Craig West
- Full name: Craig Murray West
- Born: 18 April 1980 (age 46)
- Height: 190 cm (6 ft 3 in)
- Weight: 114 kg (251 lb)

Rugby union career
- Position: Prop

Provincial / State sides
- Years: Team / Apps / (Points)
- 2002–03: Waikato / 2 / (0)
- 2004: Northland / 3 / (0)
- 2006–08: Waikato / 28 / (0)

Super Rugby
- Years: Team / Apps / (Points)
- 2007: Chiefs / 3 / (0)

International career
- Years: Team / Apps / (Points)
- 2001: NZ Colts / 2 / (0)
- 2007: NZ Māori / 3 / (0)

= Craig West =

Craig Murray West (born 18 April 1980) is a New Zealand former professional rugby union player.

==Rugby career==
Raised in Taumarunui, West was a NZ Colts representative and played as a loosehead prop in the Waikato side that won the 2006 Air New Zealand Cup.
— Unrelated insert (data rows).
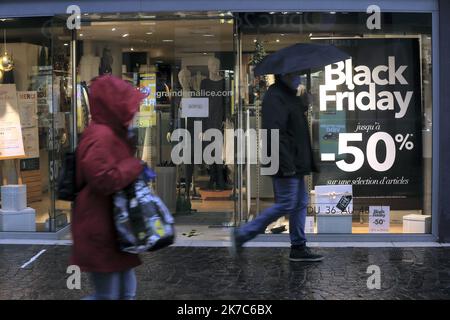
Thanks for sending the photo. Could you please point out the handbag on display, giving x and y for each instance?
(143, 222)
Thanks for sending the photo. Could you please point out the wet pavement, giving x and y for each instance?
(263, 273)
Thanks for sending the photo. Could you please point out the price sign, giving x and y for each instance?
(379, 219)
(194, 107)
(309, 224)
(333, 199)
(404, 144)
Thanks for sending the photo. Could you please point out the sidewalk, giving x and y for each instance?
(264, 273)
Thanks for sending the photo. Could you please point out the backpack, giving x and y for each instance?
(66, 187)
(142, 220)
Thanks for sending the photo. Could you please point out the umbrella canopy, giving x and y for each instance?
(298, 57)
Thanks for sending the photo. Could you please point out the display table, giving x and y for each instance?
(334, 223)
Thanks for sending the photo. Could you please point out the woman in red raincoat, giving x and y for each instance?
(105, 165)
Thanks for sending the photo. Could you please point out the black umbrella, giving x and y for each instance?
(298, 57)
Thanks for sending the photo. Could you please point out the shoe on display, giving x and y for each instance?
(304, 254)
(236, 243)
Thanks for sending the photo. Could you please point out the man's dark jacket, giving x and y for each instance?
(282, 109)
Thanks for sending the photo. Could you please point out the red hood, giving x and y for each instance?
(113, 101)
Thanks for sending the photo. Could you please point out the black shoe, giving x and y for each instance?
(304, 254)
(236, 244)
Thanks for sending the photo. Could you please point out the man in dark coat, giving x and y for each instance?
(282, 109)
(105, 165)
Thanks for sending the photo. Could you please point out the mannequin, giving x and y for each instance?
(89, 63)
(185, 80)
(106, 62)
(184, 77)
(216, 118)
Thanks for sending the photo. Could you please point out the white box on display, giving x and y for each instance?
(334, 223)
(416, 223)
(14, 197)
(194, 107)
(18, 221)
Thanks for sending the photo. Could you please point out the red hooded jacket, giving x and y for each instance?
(105, 164)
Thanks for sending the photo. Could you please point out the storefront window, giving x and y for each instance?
(184, 63)
(35, 114)
(370, 119)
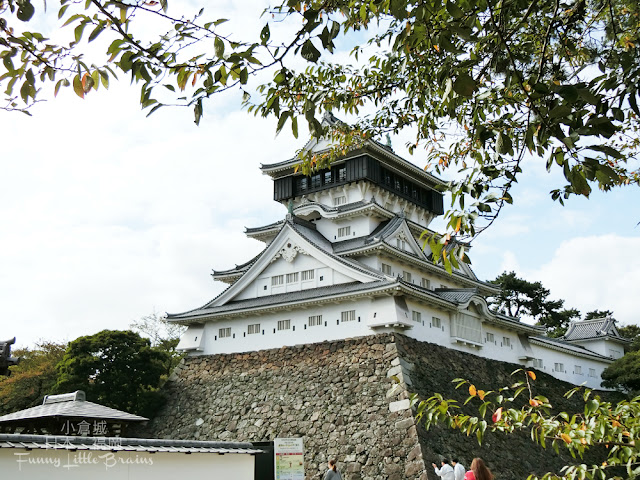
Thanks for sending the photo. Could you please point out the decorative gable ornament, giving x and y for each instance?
(289, 252)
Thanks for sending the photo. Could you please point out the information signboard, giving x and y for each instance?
(289, 458)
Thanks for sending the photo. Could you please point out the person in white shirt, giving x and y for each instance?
(446, 472)
(458, 469)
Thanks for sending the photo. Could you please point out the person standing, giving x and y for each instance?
(445, 472)
(332, 473)
(479, 471)
(458, 469)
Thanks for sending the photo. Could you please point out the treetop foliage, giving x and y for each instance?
(520, 297)
(115, 368)
(609, 430)
(482, 84)
(32, 379)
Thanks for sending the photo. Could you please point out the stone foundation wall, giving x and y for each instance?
(340, 397)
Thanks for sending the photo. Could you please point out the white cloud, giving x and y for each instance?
(596, 272)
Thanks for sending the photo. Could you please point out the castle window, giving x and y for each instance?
(255, 328)
(348, 316)
(284, 324)
(344, 231)
(468, 328)
(316, 181)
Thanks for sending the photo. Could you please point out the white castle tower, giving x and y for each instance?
(347, 262)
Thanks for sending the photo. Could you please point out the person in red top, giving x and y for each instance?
(479, 471)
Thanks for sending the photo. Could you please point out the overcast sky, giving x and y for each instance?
(107, 216)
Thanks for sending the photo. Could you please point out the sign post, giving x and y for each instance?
(289, 458)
His Waikato performances earned him a Chiefs call up during the 2007 Super 14 season and he made three appearances, two in the starting XV. He toured England with NZ Māori in 2007.

==Business==
West ended his rugby career in 2009 due to injury and has since held several management roles at integrated services company Downer NZ. He was named Deloitte Top 200: Young Executive of the Year in 2015.